Perplexity is using stealth, undeclared crawlers to evade website no-crawl directives (blog.cloudflare.com)
from kid@sh.itjust.works to cybersecurity@sh.itjust.works on 05 Aug 12:58
https://sh.itjust.works/post/43474566

#cybersecurity

threaded - newest

beeng@discuss.tchncs.de on 05 Aug 14:07 next collapse

Saw this and a reply from perplexity in their blog essentially said “cos the user asked us to find the information, we do it on behalf of the user and therefore robots.txt doesn’t apply”

It is different to how Google crawls and makes a database of info, but… Not sure how I feel. It’s a greenfield out there.

NotForYourStereo@lemmy.world on 05 Aug 15:52 collapse

There’s no question about “how to feel.”

If the user wants information, they can seek it out themselves. No bots means no bots.

beeng@discuss.tchncs.de on 05 Aug 18:20 collapse

“Themselves” define that. Can I use Python requests?

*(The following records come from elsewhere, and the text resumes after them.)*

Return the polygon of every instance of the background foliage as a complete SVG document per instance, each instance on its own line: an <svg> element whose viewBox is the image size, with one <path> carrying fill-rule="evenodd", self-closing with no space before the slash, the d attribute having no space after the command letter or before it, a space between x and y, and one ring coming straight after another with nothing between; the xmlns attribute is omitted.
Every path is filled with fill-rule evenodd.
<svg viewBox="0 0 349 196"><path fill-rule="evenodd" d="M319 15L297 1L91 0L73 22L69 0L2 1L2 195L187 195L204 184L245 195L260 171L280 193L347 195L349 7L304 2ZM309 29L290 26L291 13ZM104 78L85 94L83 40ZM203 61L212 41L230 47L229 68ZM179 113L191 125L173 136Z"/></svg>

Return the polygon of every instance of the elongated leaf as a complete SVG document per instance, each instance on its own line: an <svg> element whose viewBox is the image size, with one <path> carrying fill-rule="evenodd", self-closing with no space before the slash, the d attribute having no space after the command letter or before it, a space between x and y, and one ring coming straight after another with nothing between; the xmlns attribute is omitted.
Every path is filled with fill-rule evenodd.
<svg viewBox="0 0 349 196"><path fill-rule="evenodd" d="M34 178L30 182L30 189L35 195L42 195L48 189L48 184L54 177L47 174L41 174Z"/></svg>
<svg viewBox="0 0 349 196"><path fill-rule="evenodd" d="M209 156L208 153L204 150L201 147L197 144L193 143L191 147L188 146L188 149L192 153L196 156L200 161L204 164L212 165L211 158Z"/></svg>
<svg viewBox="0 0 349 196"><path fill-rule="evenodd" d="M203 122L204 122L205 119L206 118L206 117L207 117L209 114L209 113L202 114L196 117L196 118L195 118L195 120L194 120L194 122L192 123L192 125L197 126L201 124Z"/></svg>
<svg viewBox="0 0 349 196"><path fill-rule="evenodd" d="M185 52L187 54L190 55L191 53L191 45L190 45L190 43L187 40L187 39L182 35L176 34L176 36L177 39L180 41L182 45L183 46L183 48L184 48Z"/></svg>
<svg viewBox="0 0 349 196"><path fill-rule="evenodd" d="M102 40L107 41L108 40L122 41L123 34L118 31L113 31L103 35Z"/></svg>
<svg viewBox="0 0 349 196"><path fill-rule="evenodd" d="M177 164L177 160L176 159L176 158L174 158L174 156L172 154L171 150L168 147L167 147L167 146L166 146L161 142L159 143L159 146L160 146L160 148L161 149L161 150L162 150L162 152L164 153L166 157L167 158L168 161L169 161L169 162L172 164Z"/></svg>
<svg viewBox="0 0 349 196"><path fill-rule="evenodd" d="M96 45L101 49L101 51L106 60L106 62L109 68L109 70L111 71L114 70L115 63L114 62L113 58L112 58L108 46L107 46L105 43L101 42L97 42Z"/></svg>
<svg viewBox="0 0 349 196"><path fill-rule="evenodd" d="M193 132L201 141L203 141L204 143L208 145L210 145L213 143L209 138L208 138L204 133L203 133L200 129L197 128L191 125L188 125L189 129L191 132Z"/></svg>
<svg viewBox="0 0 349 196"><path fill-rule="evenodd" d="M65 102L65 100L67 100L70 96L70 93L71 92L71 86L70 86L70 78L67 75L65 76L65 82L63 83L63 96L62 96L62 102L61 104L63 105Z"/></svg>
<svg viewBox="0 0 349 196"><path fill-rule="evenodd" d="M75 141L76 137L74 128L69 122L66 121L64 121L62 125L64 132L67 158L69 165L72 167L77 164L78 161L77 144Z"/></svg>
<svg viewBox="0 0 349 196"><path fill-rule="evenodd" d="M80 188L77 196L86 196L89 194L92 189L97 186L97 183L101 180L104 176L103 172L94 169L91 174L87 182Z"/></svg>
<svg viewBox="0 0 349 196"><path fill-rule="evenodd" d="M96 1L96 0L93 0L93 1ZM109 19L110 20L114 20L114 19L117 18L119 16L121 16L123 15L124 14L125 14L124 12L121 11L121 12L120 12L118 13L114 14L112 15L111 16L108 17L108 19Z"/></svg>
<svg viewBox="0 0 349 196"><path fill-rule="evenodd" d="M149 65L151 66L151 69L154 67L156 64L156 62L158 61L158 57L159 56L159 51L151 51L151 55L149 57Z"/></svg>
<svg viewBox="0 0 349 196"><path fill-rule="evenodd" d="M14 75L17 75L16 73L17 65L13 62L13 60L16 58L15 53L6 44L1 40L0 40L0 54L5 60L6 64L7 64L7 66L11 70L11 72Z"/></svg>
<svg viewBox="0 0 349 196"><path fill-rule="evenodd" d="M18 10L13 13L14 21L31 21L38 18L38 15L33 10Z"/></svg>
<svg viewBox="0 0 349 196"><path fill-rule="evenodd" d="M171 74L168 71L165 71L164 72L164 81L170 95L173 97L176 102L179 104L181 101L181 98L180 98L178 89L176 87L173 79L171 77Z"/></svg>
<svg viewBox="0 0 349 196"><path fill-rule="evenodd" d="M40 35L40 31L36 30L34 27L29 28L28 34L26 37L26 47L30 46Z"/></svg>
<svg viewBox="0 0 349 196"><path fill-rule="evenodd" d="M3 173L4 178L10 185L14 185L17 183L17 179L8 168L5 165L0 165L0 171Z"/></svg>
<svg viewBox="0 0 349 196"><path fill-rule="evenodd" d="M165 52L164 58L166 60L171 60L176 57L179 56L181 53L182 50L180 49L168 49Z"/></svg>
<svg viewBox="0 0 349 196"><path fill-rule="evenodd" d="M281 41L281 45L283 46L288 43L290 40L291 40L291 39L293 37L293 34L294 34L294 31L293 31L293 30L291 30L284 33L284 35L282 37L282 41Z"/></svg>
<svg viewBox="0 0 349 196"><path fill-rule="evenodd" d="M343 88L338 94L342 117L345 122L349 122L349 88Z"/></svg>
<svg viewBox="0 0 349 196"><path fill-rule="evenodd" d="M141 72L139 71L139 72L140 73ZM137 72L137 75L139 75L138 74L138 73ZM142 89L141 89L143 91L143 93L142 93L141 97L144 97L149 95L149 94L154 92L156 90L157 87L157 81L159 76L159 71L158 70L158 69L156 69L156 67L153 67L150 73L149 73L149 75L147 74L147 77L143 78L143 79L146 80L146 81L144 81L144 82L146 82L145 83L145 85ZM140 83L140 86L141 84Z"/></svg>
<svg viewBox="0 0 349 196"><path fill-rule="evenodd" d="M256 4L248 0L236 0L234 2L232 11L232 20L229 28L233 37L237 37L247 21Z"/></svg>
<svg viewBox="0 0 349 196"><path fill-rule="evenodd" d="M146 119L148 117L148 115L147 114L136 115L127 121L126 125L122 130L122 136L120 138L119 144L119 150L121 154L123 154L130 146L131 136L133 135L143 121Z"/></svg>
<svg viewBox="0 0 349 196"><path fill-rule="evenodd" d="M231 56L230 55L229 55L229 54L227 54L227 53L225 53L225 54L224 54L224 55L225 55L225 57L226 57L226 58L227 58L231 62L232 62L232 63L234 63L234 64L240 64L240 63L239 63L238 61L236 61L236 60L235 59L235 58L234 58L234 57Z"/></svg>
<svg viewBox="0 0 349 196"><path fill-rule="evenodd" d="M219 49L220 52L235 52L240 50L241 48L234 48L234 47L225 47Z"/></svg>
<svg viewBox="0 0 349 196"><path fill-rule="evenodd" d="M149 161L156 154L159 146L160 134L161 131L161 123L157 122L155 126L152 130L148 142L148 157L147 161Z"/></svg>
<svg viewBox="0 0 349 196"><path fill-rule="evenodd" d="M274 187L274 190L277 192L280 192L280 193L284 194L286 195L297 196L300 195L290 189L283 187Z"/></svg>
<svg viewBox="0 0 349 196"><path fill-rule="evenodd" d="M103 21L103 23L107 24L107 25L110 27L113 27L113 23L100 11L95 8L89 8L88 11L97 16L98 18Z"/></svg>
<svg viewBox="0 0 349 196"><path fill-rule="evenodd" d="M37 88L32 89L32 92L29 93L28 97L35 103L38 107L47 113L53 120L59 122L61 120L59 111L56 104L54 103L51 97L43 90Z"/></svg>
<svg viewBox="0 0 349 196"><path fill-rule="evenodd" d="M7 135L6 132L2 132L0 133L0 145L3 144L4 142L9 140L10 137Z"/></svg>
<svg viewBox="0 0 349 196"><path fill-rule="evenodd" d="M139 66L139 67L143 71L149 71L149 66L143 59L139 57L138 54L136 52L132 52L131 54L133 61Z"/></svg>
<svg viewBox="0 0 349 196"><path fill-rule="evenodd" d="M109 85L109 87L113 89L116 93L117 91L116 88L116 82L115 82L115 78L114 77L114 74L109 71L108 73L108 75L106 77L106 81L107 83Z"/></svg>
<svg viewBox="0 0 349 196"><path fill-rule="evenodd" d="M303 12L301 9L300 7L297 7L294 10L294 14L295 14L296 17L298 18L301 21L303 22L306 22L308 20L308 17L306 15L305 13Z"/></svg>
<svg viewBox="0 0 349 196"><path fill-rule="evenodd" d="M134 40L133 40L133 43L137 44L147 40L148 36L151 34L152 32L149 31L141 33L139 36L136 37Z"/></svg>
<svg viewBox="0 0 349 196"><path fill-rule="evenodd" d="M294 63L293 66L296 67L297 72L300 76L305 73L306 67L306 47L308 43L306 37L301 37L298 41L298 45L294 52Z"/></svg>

MTK@lemmy.world on 05 Aug 19:54 collapse

No, the point of it is only live interactive browsing.

The closest thing would be lynx, anything less than that should respect robots.txt

Of course as a single user, you don’t really hace an impact and no one cares if you decide to ignore it, but once you are talking about automated systems…

AceFuzzLord@lemmy.zip on 05 Aug 20:04 collapse

Anubis is a godsend, so long as A"I" companies cannot break it… and so long as we get people to switch to browsers like Mull and Ironfox.